Tver buckets are noticeably different from the Moscow and Kozmodemyansky ones. Their originality lies in the fact that they are hollowed out from the root of a tree. Maintaining mostly the shape of a rook, they are more elongated in width than in length, which makes them appear flattened. The bow of the bucket, as is usually the case with scaphoid vessels, is raised upward and ends with two or three horse heads, for which the Tver buckets were named “grooms”. The handle of the bucket is straight, faceted, the upper edge is usually decorated with ornamental carvings. The buckets of the Yaroslavl-Kostroma group have a deep rounded, sometimes flattened scaphoid bowl, the edges of which are slightly curved inward. In earlier buckets, the bowl is raised on a low pallet. Their handles are carved in the form of a curly loop, their nose is in the form of a cock's head with a sharp beak and beard. Vologda drip-buckets are designed for scooping drinks from large bucket-skipping buckets. They are characterized by a scaphoid shape and a round spherical bottom; as a rule, they were suspended from a large bucket. Hook-shaped handles were decorated with cut ornaments in the form of ducks.

In the Russian North, skopkari buckets were carved from the root of a tree. A skopkar is a scaphoid vessel, similar to a ladle, but with two handles, one of which must be in the form of a bird's or a horse's head. For household purposes, skopkari are divided into large, medium and small. Large and medium - for serving drinks on the table, small - for individual use, like small cups. Severodvinsk skopkari were also cut from the root. They have a clear boat-shaped shape, the handles are processed in the form of the head and tail of a waterfowl, and in all their appearance they resemble a waterfowl.

Along with ladles and skopkarya, valleys or "yandovs" were the decoration of the festive table. Endova - a low bowl with a toe for draining. Large valleys held up to a bucket of liquid. Tver and Severodvinsk variants are known. The best Tver valleys are cut from burl. They represent a bowl on an oval or cube-shaped pallet with a gutter-shaped drain and a handle. The endova of the Severodvinsk type has the shape of a round bowl on a low base, with slightly bent edges, with a half-open toe in the form of a groove, sometimes figuredly carved. The handle is very rare. The initial processing of the described objects was carried out with an ax, the depth of the vessel was hollowed out (chosen) with an adze, then leveled with a scraper. The final external processing was carried out with a cutter and a knife. Samples of Russian wooden tableware demonstrate high craftsmanship developed by more than one generation of folk craftsmen.
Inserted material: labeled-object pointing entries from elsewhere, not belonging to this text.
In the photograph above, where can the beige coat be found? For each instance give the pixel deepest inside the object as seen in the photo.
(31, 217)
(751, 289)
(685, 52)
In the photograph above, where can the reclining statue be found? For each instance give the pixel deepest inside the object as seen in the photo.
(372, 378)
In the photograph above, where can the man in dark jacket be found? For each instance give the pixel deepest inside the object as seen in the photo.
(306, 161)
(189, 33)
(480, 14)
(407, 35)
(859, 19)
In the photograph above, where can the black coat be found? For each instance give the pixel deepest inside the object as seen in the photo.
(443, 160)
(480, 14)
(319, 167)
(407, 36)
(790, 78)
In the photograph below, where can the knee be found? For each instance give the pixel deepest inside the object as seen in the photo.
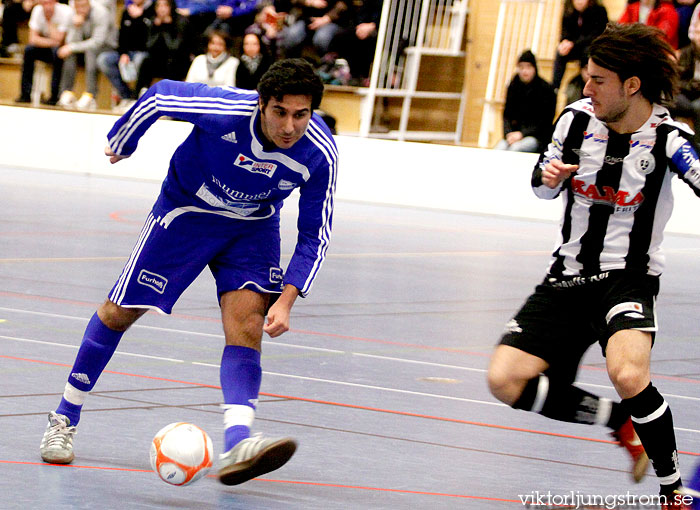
(118, 318)
(504, 386)
(628, 379)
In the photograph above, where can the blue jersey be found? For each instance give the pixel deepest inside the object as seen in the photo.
(226, 167)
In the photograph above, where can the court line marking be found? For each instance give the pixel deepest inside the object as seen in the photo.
(265, 372)
(294, 482)
(334, 351)
(218, 321)
(356, 406)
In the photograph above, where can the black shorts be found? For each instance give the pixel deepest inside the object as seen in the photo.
(564, 317)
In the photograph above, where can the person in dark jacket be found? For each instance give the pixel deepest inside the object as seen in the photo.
(529, 109)
(167, 52)
(583, 21)
(131, 50)
(356, 43)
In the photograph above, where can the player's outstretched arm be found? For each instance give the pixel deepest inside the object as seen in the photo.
(555, 172)
(278, 315)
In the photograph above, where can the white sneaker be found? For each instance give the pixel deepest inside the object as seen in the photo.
(254, 456)
(57, 443)
(67, 99)
(123, 105)
(86, 102)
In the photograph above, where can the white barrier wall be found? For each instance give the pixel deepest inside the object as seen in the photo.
(402, 173)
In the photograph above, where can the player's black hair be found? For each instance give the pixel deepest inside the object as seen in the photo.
(293, 76)
(638, 50)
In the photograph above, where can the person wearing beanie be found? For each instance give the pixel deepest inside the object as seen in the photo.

It is difficult to say when the manufacture of wooden carved utensils began on the territory of Russia. The earliest find of a ladle dates back to the 2nd millennium BC. e. Archaeological excavations on the territory of Kievan Rus and Novgorod the Great indicate that the production of wooden dishes was already developed in the X-XII centuries. In the XVI - XVII centuries.the dishes made of wood were made by the serfs of the landowners and monastic peasants or archers. The production of wooden dishes and spoons was widely developed in the 17th century, when the demand for them increased both in the city and in the countryside. In the XIX century. with the development of industry and the appearance of metal, porcelain, earthenware and glass dishes, the need for wooden dishes is sharply reduced. Its production is maintained mainly in the fishing areas of the Volga region.

Nowadays buckets, scoops and table buckets are one of the favorite types of art products made of wood. Arkhangelsk craftsmen, preserving the traditional basis of the North Russian ladle, prefer not to varnish the velvety wood surface, slightly tinted in silvery or light brown tones. The masters of the Khotkovo craft near Moscow have created their own image of a modern ladle, a ladle-bowl, a ladle-vase decorating a festive table (Fig. 7). They are characterized by a powerful plasticity of forms, an unusual surface that gleams with inner light and a pleasant tone. A bucket-sail with a high-raised, spread-out sail-handle, on which, as a rule, a bush of the famous Kudrinsky ornament is carved, has become traditional for fishing.